The developer came back for help. I provided advice on some initial steps that could be taken to bound the problem. Then I showed how to query some of the audit data to get more insight into the problem. I continued to provided advice on which parts of the system to investigate. Basically this was just like they type of help a junior team member needed.

Having spent a long time maintaining the system, I figure this is my duty to help those developers in need. It does take up a lot of my time. But the end goal of serving our customers is met. Today the developer continues to track down the root cause of the high priority problem. However in helping this developer do the research, I have got a couple more ideas about potential causes for a different tough problem I have been researching. My problem is that I cannot get in touch with the user who is encountering the problem. Nevertheless I march on. Maybe it will turn out that assisting a fellow developer will give me the ideas needed to crack this tough problem. I sure hope so.

Instill Excellence

How do you instill excellence in others? Maybe this is an impossible task. But I hope that it can be done.

Being in the software maintenance business, we get a lot of trouble tickets when our users have problems. I frequently like to put myself in my customer's shoes to get the right perspective. A lot of times problem resolution is difficult because our customers use a different language to describe the work they use our software for. Most of the time I take ownership of the problems assigned to me. It is almost as if I am on a mission. I never stop if I find that my software is working correctly. I dig further to check that the data the software is working against is correct. And I also make sure that me and the customer agree and understand how the software is supposed to work. I think I got this software maintenance thing down pertty well.

The trouble starts when I do some research on a problem, and find that another part of our system is at fault. The process is for me to hand off the problem to a developer on the team that supports the other parts of our system. And many times I do not like what I see. I get a lot of questions from these other team members. A common theme I have seen recently is that developers just state that their code is working correctly. These assertions usually have little or nothing to do with our customer's problems. So far I have just been encouraging the developers to provide better customer service. But it seems the words are not getting through. I see developers say things like "I think it is a data problem". This is preposterous. Even if the issue were a data problem, what kind of due diligence have you done if you can only say "I think"?M

Maybe I take my job too seriously.
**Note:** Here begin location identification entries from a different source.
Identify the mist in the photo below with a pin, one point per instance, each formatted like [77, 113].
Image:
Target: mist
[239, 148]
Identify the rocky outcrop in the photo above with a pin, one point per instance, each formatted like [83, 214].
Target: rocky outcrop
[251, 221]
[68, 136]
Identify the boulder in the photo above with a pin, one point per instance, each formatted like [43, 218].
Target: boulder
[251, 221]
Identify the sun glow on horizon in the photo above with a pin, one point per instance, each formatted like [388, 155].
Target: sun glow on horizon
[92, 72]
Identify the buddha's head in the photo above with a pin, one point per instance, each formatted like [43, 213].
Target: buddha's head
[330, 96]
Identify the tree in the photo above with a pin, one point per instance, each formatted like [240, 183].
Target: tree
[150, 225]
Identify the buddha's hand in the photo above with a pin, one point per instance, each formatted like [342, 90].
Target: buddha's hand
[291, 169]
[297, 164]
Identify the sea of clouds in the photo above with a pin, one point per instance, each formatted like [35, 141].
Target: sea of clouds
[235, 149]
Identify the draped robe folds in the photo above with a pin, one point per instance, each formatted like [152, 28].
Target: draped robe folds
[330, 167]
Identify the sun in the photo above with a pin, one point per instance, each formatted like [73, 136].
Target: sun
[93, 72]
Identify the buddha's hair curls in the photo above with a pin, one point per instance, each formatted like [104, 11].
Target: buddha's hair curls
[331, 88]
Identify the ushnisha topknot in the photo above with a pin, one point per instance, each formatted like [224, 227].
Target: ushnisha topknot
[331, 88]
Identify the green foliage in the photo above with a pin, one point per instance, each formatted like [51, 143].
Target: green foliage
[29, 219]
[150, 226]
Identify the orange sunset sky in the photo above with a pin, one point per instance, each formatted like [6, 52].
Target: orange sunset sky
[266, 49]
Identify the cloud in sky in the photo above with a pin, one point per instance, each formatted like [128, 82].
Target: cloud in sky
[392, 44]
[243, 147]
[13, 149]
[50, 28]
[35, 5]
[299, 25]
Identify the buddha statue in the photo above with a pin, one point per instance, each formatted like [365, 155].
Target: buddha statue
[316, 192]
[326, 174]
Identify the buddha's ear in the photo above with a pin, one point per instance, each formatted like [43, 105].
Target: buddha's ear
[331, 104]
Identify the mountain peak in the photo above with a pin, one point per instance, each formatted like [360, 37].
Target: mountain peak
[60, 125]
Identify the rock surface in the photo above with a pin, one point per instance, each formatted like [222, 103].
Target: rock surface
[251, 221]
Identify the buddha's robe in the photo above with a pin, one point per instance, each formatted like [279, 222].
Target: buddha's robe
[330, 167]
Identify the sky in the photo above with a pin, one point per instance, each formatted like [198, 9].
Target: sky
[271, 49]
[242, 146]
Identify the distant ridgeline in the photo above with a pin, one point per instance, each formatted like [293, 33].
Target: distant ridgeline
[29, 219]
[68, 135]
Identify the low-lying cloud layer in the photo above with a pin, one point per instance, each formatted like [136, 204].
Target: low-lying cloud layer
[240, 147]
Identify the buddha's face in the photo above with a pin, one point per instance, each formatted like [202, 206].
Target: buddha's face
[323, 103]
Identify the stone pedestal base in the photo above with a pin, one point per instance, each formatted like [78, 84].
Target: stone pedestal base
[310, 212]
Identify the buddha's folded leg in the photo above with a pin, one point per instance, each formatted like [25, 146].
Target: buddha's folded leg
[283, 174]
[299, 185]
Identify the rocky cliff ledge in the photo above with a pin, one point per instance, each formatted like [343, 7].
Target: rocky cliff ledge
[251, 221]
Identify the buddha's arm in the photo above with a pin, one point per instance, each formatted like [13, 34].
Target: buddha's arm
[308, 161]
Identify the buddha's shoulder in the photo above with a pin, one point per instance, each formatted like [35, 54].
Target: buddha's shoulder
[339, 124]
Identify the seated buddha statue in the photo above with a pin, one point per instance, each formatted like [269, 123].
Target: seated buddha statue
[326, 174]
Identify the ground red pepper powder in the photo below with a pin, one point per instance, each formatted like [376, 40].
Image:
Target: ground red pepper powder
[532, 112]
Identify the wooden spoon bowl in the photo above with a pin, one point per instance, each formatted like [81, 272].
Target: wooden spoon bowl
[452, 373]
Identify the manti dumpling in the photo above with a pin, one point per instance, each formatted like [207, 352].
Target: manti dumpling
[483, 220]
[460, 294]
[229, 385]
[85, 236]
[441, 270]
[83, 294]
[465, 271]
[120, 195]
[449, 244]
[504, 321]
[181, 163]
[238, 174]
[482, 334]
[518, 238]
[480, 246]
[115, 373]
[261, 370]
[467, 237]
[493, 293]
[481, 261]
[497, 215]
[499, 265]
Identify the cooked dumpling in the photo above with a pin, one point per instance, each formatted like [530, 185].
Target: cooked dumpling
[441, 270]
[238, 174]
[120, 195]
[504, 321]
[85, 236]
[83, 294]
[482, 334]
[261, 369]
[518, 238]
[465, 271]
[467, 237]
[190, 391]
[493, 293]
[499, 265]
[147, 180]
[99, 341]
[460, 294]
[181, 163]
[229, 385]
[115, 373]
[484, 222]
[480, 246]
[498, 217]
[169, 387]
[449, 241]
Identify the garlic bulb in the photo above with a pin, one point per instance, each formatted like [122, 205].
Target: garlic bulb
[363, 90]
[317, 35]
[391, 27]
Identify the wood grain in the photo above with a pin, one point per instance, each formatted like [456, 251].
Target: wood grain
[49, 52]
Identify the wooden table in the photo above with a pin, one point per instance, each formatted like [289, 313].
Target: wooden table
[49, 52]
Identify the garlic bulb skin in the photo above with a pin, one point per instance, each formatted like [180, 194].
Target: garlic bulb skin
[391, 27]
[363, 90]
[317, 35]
But I think that is what my job is about. I can do top quality work myself. The real challenge is how can I rally other developers to do the same. How can I pass on the motivation? I want to get others excited on resolving customer problems. Maybe I need to take some time to soul search in order to determine where my own excitement comes from. A lot of it has to do with building a relationship with many customers who use my software. Their mission and their careers often hinge on whether the software gets the job done. Now that is a good motivation. I think that if I can channel this motivation to other, I will have achieved leadership. Right now it is a struggle though.

Trouble Ticket Trouble

I had been out sick for a couple days. There were a number of trouble tickets assigned to me. These got reassigned to other developers on the team. When I came back, I talked to each developer to make sure they took over and worked the issues to completion. One such developer researched a problem, got customer input, and wrote a script to fix the problem. Good work.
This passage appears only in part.